Regeln gefordert

KONSUM Bei den Themen Geld und Energie fühlen sich die Verbraucherzentralen vom Staat alleingelassen

AUS BERLIN RANIAH SALLOUM

Weg von den Bankenmanagern, hin zu den geprellten Kunden: Verbraucher müssen stärker ins Zentrum der Wirtschaftspolitik gerückt werden, forderte der Bundesverband der Verbraucherzentralen (vzbv) am Montag in Berlin. In einem Zehn-Punkte-Plan stellten die Verbraucherschützer ihre Forderungen zur Bundestagswahl vor. „Man kann nicht nicht nur darüber sprechen, wie die Risiken der Banken abgedeckt werden, und die Verbraucher im Regen stehen lassen“, sagte Vorstand Gerd Billen.

Besonders im Finanzbereich sehen die Verbraucherschützer großen Handlungsbedarf. Anleger, die durch die Insolvenz der US-Bank Lehman Brothers Geld verloren haben, hätten bis heute keine Unterstützung durch die Bundesregierung erhalten.

Nach Angaben des Bundesverbraucherministeriums verlieren Anleger jedes Jahr 20 bis 30 Milliarden Euro durch falsche Beratung. Manfred Westphal, Finanzexperte der Verbraucherzentralen, will Anlageberater stärker an Verbraucherinteressen binden. Oft erhalten Anlageberater Abschlussprämien je nach Produkt oder Bankvorgaben – unabhängig von den Bedürfnissen der Kunden.

Im Verbraucherministerium werden derzeit Standards für die Qualifikation und Vergütung von Finanzberatern diskutiert. Im Februar wurde ein Gesetzentwurf verabschiedet, der die Verjährungsfrist von Schadensersatzansprüchen bei Falschberatung von drei auf zehn Jahre verlängert. Außerdem wurden Anlageberater dazu verpflichtet, ein Protokoll des Beratungsgesprächs für den Anleger zu erstellen. Anleger sollen so Fehlberatungen leichter nachweisen können.
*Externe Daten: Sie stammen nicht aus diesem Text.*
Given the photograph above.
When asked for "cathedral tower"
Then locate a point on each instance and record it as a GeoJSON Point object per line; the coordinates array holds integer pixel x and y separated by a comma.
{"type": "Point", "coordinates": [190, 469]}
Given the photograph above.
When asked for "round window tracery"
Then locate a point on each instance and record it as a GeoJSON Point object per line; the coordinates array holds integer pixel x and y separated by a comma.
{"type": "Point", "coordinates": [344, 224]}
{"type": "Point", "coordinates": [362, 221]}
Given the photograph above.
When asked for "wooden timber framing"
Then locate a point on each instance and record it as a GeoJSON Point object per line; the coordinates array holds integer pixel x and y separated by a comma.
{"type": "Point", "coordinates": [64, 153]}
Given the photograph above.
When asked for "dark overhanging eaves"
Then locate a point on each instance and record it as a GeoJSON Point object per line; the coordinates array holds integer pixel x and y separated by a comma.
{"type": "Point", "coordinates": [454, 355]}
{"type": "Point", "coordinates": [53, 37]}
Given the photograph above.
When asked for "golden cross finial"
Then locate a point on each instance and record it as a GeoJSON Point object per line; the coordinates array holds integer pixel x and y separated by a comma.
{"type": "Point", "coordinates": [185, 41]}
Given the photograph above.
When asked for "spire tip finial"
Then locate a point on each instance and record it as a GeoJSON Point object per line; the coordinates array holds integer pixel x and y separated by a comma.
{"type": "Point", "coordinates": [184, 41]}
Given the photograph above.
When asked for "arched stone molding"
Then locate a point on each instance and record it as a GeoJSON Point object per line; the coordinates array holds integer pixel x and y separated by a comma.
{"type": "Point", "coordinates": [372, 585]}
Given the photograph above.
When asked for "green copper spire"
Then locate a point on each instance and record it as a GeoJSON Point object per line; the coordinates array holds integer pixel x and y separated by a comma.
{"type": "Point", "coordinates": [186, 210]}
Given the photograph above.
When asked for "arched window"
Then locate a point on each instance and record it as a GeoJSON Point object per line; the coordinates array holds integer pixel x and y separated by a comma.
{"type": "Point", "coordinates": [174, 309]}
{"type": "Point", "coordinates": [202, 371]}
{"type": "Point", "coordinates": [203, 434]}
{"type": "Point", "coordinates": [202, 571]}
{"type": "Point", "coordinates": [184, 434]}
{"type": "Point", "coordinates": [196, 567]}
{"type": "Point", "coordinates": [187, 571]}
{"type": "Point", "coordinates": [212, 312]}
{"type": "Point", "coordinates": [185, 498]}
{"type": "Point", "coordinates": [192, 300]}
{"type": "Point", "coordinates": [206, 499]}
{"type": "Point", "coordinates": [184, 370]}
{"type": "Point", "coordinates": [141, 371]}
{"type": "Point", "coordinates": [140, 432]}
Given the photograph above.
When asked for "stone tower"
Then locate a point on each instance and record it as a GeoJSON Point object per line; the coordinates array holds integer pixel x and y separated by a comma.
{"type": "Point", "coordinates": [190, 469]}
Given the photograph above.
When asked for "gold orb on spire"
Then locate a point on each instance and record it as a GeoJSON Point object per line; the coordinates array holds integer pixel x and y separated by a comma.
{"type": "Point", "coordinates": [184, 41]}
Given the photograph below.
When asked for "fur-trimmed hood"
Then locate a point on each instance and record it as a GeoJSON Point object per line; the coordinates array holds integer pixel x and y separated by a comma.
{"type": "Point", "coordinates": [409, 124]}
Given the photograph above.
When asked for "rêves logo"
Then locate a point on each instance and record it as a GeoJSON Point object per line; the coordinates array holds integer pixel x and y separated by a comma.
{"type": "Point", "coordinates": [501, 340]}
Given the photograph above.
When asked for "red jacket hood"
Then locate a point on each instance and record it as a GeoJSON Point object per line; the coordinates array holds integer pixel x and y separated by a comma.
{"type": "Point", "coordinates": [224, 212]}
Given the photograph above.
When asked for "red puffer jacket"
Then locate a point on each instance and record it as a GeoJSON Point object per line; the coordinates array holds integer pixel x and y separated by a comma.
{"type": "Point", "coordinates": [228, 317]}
Neben strengen Regeln für die Finanzberatung sprachen sich die Verbraucherschützer für eine stärkere Förderung erneuerbarer Energien aus und größeren Wettbewerb auf dem Strom- und Gasmarkt. Nach wie vor sind die Strom- und Gasmärkte in der Hand weniger Anbieter. Vergangene Woche hatte das Bundeskartellamt die größten Stromversorger wegen des Verdachts auf Preisabsprachen untersucht. Außerdem sahen sich die Gasanbieter dem Vorwurf überhöhter Preise ausgesetzt. Das Bundeswirtschaftsministerium forderte Verbraucher auf, gegebenenfalls die Anbieter zu wechseln.

„Verbraucher sein ist kein Full-Time-Job“, sagte dazu Gerd Billen. Es liege in der Verantwortung des Staates, Verbrauchern Entscheidungen zu erleichtern. In mehreren Bereichen würden Konsumenten nicht verständlich informiert. So seien etwa die derzeitigen Energieverbrauch-Labels für Elektrogeräte verwirrend. Der Verband forderte eine besser nachvollziehbare Skalierung. Mehr Transparenz und klare Regeln brauche es auch für Online-Geschäfte. Immer wieder würde Internetnutzern ein teurer Vertrag ungewollt untergejubelt. Das Verbraucherministerium weist darauf hin, dass Unternehmen die Kostenpflichtigkeit ihrer Angebote klar kennzeichnen müssen. Bei Vertragsabschlüssen im Internet gilt auch prinzipiell ein Widerrufsrecht von zwei Wochen.

„Eine moderne Verbraucherpolitik kann einen wesentlichen Beitrag zur Lösung der Wirtschaftskrise liefern“, sagte Billen. Senioren, die eine immer wichtigere Konsumentengruppe darstellten, seien von der Verbraucherpolitik bisher stark vernachlässigt worden. Auch die Bedürfnisse von Migranten und Familien müssten stärker berücksichtigt werden. Die Familie als Verbraucher steht beim Verbrauchertag am 12. Mai mit Bundeskanzlerin Angela Merkel (CDU) im Mittelpunkt.